Design for Innovation


Interview with Tim Hawk

“So… the Longaberger Alumni House was the longest project in the history of WSA Studio. It started when I was leaving for graduate school in 1987 and it wasn’t finished until 1999,” Tim told me as soon as he sat down at my desk. The Alumni Association was an outreach program for Ohio State University to interact with the community. It was located inside the Fawcett Center for Tomorrow. The head of the association, Dan Heinlen, decided they needed a place to live where alumni could come back.

Originally, this building was predicted to be an addition to the existing building, but after a soil evaluation went awry, multiples years of donations originally intended to accommodate an addition to an existing building transitioned to fulfill the needs of a standalone building. Bob and Tom came up with a brand new idea on the same budget with many alternates to allow room for more donations to come through and add to the value of the building. “We put forth a lot of effort to get them the building they wanted,” Tim iterated. 

We did this interview at my desk, so the phone rang at this point. I answered and transferred the call. Amy then asked about my trip to Kroger for lunch because I ran into someone I knew from my hometown, Annie Glenn. I know, you guys! Shout out, New Concord! So… instead of continuing the interview immediately, we Googled John and Annie Glenn for 15 minutes.

“So, anyway…,” Tim said. “What else do you want to know? Want to know about the building?” he asked. It was built based on donations. Most of the bricks and benches had donor names on them. The bricks were also disbursed in a creative pattern to allow for a decorative feel without spending more money. 

This building was big for WSA Studio. It was the project that showed our integrity and talent outside of small, interior projects.

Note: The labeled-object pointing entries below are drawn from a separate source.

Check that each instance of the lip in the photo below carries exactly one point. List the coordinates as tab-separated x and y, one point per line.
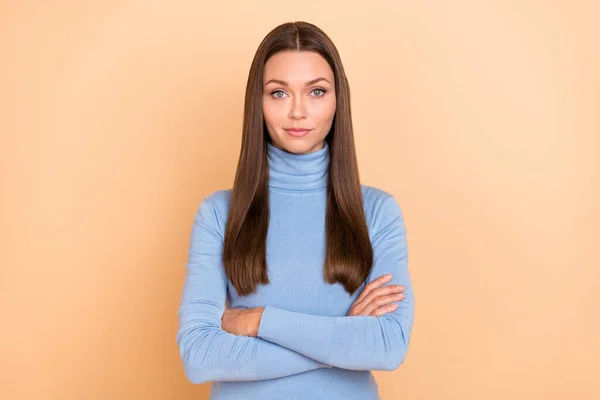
297	131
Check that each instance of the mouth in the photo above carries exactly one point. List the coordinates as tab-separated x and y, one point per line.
297	131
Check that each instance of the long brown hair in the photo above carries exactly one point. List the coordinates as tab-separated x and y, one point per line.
349	251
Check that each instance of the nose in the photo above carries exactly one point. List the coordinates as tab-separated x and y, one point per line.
297	110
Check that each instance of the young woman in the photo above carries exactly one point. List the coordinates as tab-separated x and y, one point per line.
312	264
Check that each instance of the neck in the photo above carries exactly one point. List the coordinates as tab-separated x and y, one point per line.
298	171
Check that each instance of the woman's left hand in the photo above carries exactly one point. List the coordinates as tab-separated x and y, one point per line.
242	321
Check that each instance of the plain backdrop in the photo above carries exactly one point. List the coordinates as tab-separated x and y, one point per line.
117	117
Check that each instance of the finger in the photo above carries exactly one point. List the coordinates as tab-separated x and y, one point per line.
372	285
384	310
375	293
382	301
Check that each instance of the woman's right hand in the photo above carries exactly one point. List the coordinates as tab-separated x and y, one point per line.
375	299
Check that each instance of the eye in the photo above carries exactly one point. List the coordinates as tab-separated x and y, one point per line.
275	93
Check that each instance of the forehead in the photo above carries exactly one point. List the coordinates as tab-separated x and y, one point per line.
297	66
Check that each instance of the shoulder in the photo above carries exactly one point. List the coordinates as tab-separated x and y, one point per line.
377	201
213	208
381	207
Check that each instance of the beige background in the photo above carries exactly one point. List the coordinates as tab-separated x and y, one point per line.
117	117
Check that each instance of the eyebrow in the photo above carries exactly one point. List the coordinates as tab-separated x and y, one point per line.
285	83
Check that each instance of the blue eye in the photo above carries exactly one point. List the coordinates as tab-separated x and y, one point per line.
320	90
277	91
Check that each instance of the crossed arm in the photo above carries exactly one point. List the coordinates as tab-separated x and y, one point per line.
289	342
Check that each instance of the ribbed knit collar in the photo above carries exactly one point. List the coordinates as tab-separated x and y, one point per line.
298	171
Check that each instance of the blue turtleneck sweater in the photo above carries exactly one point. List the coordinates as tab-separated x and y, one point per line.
307	347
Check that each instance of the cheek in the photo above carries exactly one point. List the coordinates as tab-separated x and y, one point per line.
325	112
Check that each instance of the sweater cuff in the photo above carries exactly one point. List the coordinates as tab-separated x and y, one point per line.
271	319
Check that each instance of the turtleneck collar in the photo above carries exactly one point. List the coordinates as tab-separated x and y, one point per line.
298	171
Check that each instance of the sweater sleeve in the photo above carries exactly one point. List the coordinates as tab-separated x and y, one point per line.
356	342
209	353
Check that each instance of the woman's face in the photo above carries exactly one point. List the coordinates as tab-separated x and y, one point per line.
298	93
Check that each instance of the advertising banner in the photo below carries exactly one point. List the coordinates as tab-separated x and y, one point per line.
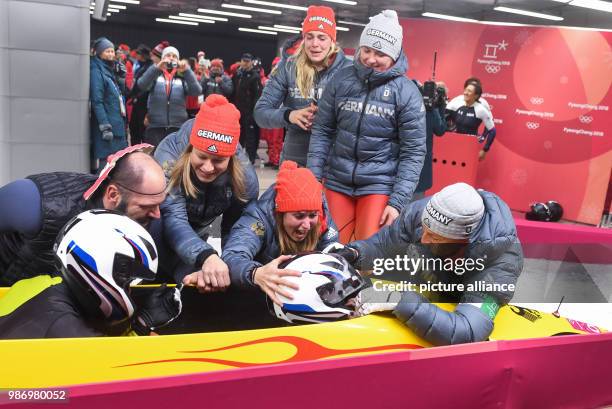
549	92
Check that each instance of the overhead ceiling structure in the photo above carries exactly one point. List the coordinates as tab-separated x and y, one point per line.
270	18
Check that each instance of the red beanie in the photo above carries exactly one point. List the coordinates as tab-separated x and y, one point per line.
216	128
297	189
320	18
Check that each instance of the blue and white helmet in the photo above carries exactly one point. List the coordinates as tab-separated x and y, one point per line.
327	282
101	253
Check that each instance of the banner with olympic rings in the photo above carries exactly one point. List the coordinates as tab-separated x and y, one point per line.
549	92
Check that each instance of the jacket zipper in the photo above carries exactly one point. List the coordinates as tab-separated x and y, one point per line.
363	108
168	95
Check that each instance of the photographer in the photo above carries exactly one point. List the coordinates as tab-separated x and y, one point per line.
108	112
434	98
168	82
465	116
217	82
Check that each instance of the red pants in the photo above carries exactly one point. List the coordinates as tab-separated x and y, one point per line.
357	218
274	137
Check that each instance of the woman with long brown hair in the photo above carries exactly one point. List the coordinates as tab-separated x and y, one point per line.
209	176
290	95
289	218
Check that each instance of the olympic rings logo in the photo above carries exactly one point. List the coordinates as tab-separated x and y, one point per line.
492	69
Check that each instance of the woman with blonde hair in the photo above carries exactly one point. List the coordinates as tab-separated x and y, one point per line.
209	176
368	142
290	96
289	218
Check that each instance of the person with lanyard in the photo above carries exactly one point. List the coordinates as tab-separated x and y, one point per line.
290	97
209	177
289	218
463	238
466	114
368	140
168	82
97	249
34	209
108	112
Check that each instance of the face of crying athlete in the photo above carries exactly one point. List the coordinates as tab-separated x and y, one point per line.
298	224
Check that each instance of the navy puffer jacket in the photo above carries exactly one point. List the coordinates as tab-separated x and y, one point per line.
185	218
253	240
370	133
281	94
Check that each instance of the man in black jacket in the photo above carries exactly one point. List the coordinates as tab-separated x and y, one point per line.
138	96
33	210
247	90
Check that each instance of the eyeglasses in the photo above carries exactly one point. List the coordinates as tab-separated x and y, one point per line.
111	161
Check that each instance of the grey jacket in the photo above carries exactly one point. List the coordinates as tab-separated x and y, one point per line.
253	241
186	219
281	94
210	86
369	133
494	242
168	109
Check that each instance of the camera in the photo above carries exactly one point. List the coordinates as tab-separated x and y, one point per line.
434	96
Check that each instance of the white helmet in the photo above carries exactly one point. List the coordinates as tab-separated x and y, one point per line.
327	282
101	253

It proved to the university that WSA Studio was more than capable of doing buildings of this caliber.

“Now… you want some off the record stuff?” Tim asked. “You can’t publish this….”

1997 Pop Culture Facts

Here’s the thing about 1997 pop culture: comings and goings. I’ll start with the bad news. This was the year Princess Diana was killed in a car crash. It’s also the year Mother Teresa died. In the meantime, kids were adopting Tamagotchis and making their parents keep them alive while they went to school. Linda Finch completed Amelia Earhart’s dream of flying around the world. Think about that for a second. Linda Finch is flying around the world and kids are barely able to keep their fake pets alive. Millennials! Am I right? The Titanic movie and Ellen Degeneres both came out this year. Like I said, comings and goings. Also, a sheep named Dolly was cloned. Cray!